The item was listed for sale by an eBay user known as milkmen25 with the price of $16.99.
Credit: The Jacksonville Sheriff's Office
This is the Jacksonville Sheriff's Office wallet badge holder that internal affairs investigators said Sgt. Richard Vercruysse auctioned on eBay for $16.99.

A sergeant with the Jacksonville Sheriff’s Office avoided prosecution for theft but was suspended for 45 days after an internal investigation found that he was selling police-issued work gear on eBay.

Richard E. Vercruysse profited $60.50 in the sale of a gun belt, a double magazine holder and a badge wallet with the Jacksonville Sheriff’s Office insignia on it, according to an internal affairs report released this week. As is protocol, the items were given to him to use for his job and were expected to be returned should he retire or resign.

The sergeant, whose salary wasn’t made readily available, was still paid during the suspension because he used 45 days of earned or banked time off, a sheriff’s spokeswoman said. The investigation found the cost to the Sheriff’s Office of the items sold was roughly the same amount as Vercruysse made in the sales.

The internal affairs probe began in August and was wrapped up in early February, though the report was just made public to The Times-Union after requesting it over a month ago.

Vercruysse admitted to investigators that selling the items was a dumb move and considered theft, according to the report. He also made several inconsistent statements.

The report said there was probable cause for a criminal charge of petty theft — a second-degree misdemeanor — but that after reviewing the matter with an assistant state attorney, it was determined “that the case did not meet the threshold for criminal prosecution.”

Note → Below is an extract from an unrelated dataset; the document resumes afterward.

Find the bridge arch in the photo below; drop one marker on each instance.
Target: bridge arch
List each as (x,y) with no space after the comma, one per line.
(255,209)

Local attorney John Phillips said the decision to not charge the sergeant was a double standard.

“There’s a different set of standards where they can cheat and commit minor violations and get off,” Phillips said. ”... Should this officer be thrown in jail for selling things on eBay? No, but you’ve got to make things fair.”

Initially, Sheriff’s Office Director Tom Hackney contacted the office’s Integrity/Special Investigations Unit and reported that an unknown individual was selling Sheriff’s Office equipment on eBay. Hackney provided a hyperlink featuring the badge wallet. The item was listed for sale by an eBay user known as milkmen25 with the price of $16.99. 

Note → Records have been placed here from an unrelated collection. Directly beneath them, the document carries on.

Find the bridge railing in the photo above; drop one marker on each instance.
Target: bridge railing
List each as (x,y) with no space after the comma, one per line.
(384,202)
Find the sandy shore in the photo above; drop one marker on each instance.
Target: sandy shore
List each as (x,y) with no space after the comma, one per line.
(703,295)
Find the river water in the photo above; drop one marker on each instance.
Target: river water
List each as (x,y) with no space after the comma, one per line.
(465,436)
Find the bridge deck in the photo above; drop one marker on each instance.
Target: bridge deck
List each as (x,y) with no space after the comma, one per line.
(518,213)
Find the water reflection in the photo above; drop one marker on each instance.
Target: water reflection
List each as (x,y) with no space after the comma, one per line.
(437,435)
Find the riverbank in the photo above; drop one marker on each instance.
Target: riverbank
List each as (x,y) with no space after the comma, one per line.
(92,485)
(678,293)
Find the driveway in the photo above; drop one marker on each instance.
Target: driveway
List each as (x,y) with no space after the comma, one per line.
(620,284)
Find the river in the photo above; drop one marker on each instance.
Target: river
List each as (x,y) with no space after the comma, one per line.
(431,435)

Investigators contacted eBay and discovered the seller was Vercruysse. They then discovered that milkmen25 had been selling other agency gear and listing them as Jacksonville Sheriff’s Office items. The email linked to milkmen25′s eBay account was Vercruysse’s work email address. Investigators tapped into his account and found that of the 10,038 email correspondences during a five-month period in 2018, 338 of them were eBay related.

The probe concluded that Vercruysse acted in a manner that was unbecoming conduct; that he failed to be wholly candid; he misused computer software and was in the commission of supporting criminal acts.

This is not the first time the 15-year employee with the Sheriff’s Office has had his actions and character come into question. In the decade and a half, there have been 14 citizen or in-house complaints leveled against Vercruysse and most of them have been upheld, his employment records show.

The sustained unbecoming conduct citation is Vercruysse’s third. The sustained failure to be wholly candid discipline is his second and the sustained misuse of a computer also is his second. As a result, Vercruysse has had counseling, written reprimands and another suspension.